With this new bill, students are forced to take transfer math classes and pass them all within the same year.
This new bill is putting a lot of stress on students and the math department is trying to fix that.
Chair of the Math Department Joseph Kazimir said, “No good, bad bill.” He said that since the bill has been in effect, he has been getting visits from students asking for help.
He said a lot of students can’t pass the classes and need the prerequisites.
He said a lot of the math teachers are having trouble with this bill because they don’t know how to help students.
Because of this bill, a lot of math professors are disconnected from their students and don’t know how to properly teach them when a lot of students need a refresher on math.
Kazimir said last school year, 2000 students had no classes to go to because they were all enrolled in prerequisite courses when the bill was in the early stages before it went into full effect.
He said that Math 125 was too hard for students so they dropped out.
He believes that Francisco C. Rodriguez, chancellor for the Los Angeles Community College District, misinterpreted the law because some schools still have their prerequisites, but also have the bill applied to them.

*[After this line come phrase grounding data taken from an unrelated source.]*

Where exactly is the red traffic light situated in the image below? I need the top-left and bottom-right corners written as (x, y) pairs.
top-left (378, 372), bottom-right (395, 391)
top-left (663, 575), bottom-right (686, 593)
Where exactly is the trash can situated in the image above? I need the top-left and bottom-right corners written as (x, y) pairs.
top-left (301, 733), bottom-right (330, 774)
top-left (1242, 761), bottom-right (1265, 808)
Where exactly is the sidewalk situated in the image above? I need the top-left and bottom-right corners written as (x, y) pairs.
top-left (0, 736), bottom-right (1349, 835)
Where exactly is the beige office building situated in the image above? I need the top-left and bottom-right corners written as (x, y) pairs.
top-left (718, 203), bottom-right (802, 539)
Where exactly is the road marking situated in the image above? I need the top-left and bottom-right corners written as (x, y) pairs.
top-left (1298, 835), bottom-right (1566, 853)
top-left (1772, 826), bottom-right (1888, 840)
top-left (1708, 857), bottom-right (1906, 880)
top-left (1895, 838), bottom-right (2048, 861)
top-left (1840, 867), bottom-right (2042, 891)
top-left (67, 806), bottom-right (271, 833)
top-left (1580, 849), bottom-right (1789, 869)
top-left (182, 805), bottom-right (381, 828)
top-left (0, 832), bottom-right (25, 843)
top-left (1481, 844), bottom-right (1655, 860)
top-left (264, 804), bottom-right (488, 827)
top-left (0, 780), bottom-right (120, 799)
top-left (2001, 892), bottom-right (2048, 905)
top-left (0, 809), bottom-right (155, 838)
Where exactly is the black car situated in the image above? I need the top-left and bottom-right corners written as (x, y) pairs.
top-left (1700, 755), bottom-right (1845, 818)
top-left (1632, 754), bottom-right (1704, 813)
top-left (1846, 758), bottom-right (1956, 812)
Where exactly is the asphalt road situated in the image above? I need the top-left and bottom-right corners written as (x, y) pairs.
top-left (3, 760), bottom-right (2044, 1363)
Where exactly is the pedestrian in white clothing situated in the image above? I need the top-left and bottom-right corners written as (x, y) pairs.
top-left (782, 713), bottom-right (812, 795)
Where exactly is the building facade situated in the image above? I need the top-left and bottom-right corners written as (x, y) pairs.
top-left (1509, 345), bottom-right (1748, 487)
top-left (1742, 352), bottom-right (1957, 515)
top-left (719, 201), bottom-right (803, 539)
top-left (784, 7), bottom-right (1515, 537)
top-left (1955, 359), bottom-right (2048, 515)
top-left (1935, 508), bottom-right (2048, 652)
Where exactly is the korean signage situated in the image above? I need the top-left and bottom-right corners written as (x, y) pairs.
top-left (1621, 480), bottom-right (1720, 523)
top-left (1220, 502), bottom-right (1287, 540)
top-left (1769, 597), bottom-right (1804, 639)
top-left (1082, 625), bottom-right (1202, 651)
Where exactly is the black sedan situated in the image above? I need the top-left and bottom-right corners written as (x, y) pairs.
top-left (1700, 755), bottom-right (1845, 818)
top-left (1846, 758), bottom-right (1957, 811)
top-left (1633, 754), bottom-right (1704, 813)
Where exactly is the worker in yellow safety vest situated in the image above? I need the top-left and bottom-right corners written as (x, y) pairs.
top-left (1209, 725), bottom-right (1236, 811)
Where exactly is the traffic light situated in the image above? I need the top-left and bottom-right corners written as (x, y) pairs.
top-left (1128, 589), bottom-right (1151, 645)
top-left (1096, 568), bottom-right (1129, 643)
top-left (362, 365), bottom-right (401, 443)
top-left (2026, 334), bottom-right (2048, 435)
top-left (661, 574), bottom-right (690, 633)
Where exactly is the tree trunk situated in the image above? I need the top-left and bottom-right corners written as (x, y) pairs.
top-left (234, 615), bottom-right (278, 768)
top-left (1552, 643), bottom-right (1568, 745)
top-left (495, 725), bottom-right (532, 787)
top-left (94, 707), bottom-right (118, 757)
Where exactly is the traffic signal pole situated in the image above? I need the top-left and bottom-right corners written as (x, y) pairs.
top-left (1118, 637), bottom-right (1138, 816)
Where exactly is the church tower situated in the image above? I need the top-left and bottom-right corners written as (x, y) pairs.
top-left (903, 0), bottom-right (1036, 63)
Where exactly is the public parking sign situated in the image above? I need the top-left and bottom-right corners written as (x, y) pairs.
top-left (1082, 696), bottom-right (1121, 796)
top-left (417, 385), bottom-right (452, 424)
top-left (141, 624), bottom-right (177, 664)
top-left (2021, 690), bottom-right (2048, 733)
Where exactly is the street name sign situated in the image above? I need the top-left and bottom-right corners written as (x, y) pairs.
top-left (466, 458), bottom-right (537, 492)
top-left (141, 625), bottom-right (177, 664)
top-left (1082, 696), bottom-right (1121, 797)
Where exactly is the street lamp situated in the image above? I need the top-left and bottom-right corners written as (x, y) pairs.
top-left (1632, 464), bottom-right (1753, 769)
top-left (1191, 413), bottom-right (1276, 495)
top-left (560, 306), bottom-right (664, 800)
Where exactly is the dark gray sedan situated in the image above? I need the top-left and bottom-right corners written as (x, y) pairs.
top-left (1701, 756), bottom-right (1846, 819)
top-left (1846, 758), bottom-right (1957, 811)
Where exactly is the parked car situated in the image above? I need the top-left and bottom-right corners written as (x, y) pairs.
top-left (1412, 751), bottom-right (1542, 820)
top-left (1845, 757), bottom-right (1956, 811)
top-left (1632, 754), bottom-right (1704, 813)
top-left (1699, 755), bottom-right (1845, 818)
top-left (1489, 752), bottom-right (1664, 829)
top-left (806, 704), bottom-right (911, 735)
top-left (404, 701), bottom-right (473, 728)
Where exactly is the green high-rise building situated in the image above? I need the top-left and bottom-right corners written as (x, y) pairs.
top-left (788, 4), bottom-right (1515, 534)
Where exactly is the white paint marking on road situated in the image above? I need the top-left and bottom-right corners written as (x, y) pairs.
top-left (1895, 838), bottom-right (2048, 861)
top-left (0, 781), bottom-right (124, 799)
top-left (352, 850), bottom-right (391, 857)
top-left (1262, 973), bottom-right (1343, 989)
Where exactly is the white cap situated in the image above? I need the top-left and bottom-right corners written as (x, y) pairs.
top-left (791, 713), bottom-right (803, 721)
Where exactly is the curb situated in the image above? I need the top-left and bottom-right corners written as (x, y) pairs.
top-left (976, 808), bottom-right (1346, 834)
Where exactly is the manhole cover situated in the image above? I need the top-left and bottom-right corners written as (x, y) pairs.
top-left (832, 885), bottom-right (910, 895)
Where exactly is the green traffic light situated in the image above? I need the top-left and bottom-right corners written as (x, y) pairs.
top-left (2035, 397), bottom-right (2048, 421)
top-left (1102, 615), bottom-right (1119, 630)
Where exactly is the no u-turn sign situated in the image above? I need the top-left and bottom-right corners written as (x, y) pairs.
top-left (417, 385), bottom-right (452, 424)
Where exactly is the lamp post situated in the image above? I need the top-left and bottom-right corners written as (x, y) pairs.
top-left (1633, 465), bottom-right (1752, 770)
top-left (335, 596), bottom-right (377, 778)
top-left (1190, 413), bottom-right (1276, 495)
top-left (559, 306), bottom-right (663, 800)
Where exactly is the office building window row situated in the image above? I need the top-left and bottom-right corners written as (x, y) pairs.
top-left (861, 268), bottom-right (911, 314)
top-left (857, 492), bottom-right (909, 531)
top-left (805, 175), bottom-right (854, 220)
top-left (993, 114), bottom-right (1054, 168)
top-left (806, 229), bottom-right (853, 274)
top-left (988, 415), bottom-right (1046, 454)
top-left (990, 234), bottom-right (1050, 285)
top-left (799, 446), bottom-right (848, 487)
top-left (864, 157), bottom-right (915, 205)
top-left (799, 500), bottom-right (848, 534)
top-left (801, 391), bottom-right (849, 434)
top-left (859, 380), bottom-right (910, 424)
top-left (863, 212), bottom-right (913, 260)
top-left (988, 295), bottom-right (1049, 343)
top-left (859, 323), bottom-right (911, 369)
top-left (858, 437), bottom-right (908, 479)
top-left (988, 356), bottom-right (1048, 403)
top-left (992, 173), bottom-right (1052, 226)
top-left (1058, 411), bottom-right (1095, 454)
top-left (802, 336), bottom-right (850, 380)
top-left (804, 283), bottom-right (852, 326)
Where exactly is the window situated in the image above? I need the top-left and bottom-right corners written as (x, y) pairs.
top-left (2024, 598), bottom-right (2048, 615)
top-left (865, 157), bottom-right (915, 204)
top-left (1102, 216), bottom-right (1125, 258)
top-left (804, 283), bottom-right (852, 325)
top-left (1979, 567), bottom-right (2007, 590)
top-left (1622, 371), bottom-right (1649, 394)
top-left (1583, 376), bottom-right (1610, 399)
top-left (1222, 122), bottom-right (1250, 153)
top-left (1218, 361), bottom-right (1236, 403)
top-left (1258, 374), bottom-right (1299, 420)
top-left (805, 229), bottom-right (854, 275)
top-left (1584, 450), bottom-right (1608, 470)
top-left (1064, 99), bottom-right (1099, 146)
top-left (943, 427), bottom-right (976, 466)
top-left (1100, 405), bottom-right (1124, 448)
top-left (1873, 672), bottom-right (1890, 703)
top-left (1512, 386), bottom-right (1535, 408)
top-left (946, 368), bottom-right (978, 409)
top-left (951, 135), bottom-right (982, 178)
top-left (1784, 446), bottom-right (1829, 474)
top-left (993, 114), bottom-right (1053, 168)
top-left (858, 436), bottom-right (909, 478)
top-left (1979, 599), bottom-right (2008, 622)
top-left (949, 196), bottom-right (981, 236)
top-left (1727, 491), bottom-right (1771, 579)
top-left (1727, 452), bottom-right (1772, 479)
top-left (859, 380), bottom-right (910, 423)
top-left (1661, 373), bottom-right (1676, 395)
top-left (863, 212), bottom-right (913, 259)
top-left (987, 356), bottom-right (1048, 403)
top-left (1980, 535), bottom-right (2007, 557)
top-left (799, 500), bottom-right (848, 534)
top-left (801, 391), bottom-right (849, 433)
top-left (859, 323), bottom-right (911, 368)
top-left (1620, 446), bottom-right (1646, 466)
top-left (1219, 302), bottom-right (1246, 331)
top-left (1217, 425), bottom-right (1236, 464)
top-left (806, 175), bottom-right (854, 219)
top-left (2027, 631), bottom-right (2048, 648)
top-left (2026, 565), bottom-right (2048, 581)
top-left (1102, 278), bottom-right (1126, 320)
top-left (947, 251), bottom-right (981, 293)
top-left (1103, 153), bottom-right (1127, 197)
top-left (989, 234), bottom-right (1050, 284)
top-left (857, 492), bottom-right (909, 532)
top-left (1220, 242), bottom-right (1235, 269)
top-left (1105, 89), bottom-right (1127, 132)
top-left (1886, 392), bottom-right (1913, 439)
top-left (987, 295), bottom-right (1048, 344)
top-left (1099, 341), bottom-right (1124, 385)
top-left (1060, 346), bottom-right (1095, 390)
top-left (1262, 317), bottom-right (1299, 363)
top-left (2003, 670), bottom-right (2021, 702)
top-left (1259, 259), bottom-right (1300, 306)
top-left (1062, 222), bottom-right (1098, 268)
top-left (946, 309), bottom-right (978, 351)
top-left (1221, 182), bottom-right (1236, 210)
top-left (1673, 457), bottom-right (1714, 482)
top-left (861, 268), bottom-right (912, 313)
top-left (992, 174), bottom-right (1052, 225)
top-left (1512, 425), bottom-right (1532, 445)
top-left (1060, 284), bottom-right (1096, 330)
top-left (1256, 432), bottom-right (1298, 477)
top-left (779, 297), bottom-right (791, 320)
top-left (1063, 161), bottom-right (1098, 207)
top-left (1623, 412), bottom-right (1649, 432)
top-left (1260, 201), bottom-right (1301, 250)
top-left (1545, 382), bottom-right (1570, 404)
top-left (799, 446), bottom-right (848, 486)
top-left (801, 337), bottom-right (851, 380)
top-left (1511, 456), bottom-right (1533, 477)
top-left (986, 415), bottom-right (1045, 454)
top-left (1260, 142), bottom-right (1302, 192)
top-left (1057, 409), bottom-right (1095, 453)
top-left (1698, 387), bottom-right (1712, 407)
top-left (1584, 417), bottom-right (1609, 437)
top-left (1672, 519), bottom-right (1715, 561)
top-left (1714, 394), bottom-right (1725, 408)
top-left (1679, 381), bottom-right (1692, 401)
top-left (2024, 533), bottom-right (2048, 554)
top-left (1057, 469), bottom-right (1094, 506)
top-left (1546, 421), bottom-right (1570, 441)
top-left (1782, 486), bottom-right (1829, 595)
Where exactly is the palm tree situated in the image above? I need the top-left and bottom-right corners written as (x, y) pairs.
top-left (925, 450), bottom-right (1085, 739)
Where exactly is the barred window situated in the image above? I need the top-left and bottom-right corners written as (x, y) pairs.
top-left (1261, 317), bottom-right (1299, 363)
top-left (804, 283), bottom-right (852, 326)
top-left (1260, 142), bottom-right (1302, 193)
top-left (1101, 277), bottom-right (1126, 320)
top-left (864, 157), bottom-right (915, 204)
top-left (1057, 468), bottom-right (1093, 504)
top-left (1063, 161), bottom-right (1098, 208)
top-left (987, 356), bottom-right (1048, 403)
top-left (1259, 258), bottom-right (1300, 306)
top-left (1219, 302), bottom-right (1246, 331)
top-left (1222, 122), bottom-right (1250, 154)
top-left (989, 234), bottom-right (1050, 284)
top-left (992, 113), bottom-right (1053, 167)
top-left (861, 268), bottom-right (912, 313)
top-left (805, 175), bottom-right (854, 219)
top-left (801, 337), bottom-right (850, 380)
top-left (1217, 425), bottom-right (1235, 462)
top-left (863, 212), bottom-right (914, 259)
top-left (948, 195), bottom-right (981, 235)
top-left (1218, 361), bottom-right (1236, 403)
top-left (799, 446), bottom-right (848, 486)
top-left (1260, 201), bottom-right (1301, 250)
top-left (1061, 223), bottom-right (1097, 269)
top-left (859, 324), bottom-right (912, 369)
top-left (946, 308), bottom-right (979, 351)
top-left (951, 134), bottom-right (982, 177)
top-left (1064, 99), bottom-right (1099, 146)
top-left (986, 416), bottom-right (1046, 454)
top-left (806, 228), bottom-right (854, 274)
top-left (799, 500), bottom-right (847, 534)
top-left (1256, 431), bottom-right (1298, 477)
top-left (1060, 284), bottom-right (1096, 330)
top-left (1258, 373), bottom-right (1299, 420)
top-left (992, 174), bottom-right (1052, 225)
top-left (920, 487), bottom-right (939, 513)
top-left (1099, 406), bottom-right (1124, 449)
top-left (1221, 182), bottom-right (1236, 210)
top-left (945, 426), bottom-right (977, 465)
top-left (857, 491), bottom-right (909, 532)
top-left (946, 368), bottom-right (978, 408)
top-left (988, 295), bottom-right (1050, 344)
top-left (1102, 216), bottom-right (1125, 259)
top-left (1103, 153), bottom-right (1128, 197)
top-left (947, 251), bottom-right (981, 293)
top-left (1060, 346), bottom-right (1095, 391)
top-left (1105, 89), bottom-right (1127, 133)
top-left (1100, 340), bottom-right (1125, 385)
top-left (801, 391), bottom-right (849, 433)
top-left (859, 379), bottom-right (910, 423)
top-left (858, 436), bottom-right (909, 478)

“I believe that the law is ruining the community colleges in this district,” Kazimir said. “Our rights were violated by the Chancellor.I’m filing a grievance on behalf of the Math Department to have those remedial classes restated.”
A grievance is a complaint about something that is unjust.
Faculty file grievances to the teachers union when they have a complaint.
There is a three-step process when filing a grievance.
Other colleges in the district are also filing a grievance because they feel the bill is unjust.
Most colleges are still on the first step of filing a grievance, but Pierce College has already secured a hearing with an arbitrator.
An email sent out by the community college district shows how many students have successfully passed the transfer classes after the bill was implemented.
They show that in regular math classes, the number of unsuccessful students was even with the number of successful students but was still considered too high.
Another section showed that there were more unsuccessful students than successful students who were enrolled in BSTEM. These classes are for science majors and business majors.
“There is nothing to catch a student if they fall,” math professor and Chair of District Math Counsel Daniel Judge said.
This means if a student takes one of the AB 705 classes and fails, they don’t have any class to go to for support, so they are going to have to stay in the class and fail over and over again.
Kazimir and Judge believe that this bill affects all students and not just first-year students.
They both hope that with the new data they will be able to change the bill so that students won’t have a stressful time at school.